The terminology used herein is for the purpose of describing particular embodiments only and is not intended to be limiting of the disclosure. As used herein, the singular forms "a", "an" and "the" are intended to include the plural forms as well, unless the context clearly indicates otherwise. It will be further understood that the terms "comprises," "comprising," "includes" and/or "including," when used herein, specify the presence of stated features, integers, steps, operations, elements, and/or components, but do not preclude the presence or addition of one or more other features, integers, steps, operations, elements, components, and/or groups thereof.

Unless otherwise defined, all terms (including technical and scientific terms) used herein have the same meaning as commonly understood by one of ordinary skill in the art to which this disclosure belongs. It will be further understood that terms used herein should be interpreted as having a meaning that is consistent with their meaning in the context of this specification and the relevant art and will not be interpreted in an idealized or overly formal sense unless expressly so defined herein.

Fig. 1 illustrates an exemplary power module 10 according to one embodiment of the present disclosure. The power module 10 comprises two switching modules SM1 and SM2 controlled by a control system 12 to deliver power from a power source (dc+/DC-) to a load 14 in a controlled manner. As will be appreciated by those skilled in the art, the switching modules SM1 and SM2 form a half-bridge, the details of which are discussed below. Each of the switching modules SM1 and SM2 comprises at least a first transistor in anti-parallel with a first diode. Specifically, the first switching module SM1 includes a first transistor Q1 in antiparallel with a first diode D1, and the second switching module SM2 includes a second transistor Q2 in antiparallel with a second diode D2. In one embodiment, the first transistor Q1 and the second transistor Q2 are Metal Oxide Semiconductor Field Effect Transistors (MOSFETs). However, it will be apparent to those skilled in the art that any suitable switching device, such as, for example, insulated Gate Bipolar Transistors (IGBTs), field Effect Transistors (FETs), junction Field Effect Transistors (JFETs), high Electron Mobility Transistors (HEMTs), etc., may be used in the switching modules SM1 and SM2 without departing from the principles of the present disclosure. The first diode D1 and the second diode D2 may be schottky diodes, and in particular junction barrier schottky diodes. Again, it will be apparent to those skilled in the art that any suitable diode device, such as P-N diodes and PiN diodes, may be used for the switching modules SM1 and SM2 without departing from the principles of the present disclosure. In one embodiment, the second diode D1 and the second diode D2 are omitted and their functions are replaced by internal body diodes (internal body diode) of the first transistor Q1 and the second transistor Q2, respectively. The use of the internal body diodes of the first and second transistors Q1 and Q2 in place of the first and second diodes D1 and D2 may save space and cost in the power module 10.

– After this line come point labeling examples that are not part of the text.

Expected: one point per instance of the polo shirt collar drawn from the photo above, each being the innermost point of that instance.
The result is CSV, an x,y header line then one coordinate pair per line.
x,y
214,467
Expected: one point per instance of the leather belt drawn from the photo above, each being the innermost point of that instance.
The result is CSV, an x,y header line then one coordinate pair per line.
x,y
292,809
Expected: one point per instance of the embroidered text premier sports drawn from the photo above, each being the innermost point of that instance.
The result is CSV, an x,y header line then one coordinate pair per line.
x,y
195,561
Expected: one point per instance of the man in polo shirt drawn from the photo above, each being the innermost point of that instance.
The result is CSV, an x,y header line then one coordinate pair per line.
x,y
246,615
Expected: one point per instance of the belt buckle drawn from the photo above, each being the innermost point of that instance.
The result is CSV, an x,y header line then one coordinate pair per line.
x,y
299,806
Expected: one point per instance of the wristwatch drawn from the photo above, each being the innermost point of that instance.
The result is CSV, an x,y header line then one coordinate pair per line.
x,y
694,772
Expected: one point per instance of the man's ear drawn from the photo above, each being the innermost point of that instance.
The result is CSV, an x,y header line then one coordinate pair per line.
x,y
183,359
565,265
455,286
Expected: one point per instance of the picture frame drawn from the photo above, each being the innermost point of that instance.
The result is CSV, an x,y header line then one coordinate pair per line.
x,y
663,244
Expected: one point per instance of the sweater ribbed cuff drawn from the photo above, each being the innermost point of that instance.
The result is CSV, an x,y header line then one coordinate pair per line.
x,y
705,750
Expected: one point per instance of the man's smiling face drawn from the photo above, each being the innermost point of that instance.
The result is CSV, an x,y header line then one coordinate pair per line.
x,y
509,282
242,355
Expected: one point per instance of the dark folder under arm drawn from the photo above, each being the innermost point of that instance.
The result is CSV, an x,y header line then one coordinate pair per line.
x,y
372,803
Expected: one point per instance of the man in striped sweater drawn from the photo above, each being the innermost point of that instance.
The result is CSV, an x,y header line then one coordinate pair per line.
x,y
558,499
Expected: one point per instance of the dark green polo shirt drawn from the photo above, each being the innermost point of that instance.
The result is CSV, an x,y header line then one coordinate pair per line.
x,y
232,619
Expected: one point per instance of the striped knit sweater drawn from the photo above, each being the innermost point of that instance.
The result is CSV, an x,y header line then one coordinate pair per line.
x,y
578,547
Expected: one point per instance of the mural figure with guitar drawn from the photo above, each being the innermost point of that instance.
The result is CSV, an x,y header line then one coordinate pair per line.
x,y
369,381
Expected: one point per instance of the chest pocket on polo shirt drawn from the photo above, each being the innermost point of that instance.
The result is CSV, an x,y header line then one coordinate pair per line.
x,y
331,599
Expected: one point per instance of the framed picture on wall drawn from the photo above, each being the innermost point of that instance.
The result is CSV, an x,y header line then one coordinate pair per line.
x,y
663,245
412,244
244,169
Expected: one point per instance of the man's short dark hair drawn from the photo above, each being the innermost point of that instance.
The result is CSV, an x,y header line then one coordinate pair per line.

The gate contact G of the first transistor Q1 and the source contact S of the first transistor Q1 are coupled to the control system 12. Similarly, the gate contact G and the source contact S of the second transistor Q2 are also coupled to the control system 12. Notably, the connection from the gate contacts G of the first transistor Q1 and the second transistor Q2 to the control system 12 can be achieved via relatively low power gate connectors G1 and G2, respectively. Similarly, the connection from the source contacts S of the first and second transistors Q1 and Q2 to the control system 12 may be implemented via low power return connections (low-power source return connection) S1 and S2 for measuring one or more operating parameters of the first and second transistors Q1 and Q2, respectively. The drain contact D of the first transistor Q1 is coupled to the positive power supply terminal dc+. The drain contact D of the second transistor Q2 is coupled to the output terminal OUT. The source contact S of the first transistor Q1 is also coupled to the output terminal OUT. The source contact S of the second transistor Q2 is coupled to the negative supply terminal DC-. Finally, a load 14 is coupled between the output terminal OUT and the negative DC power supply terminal DC-.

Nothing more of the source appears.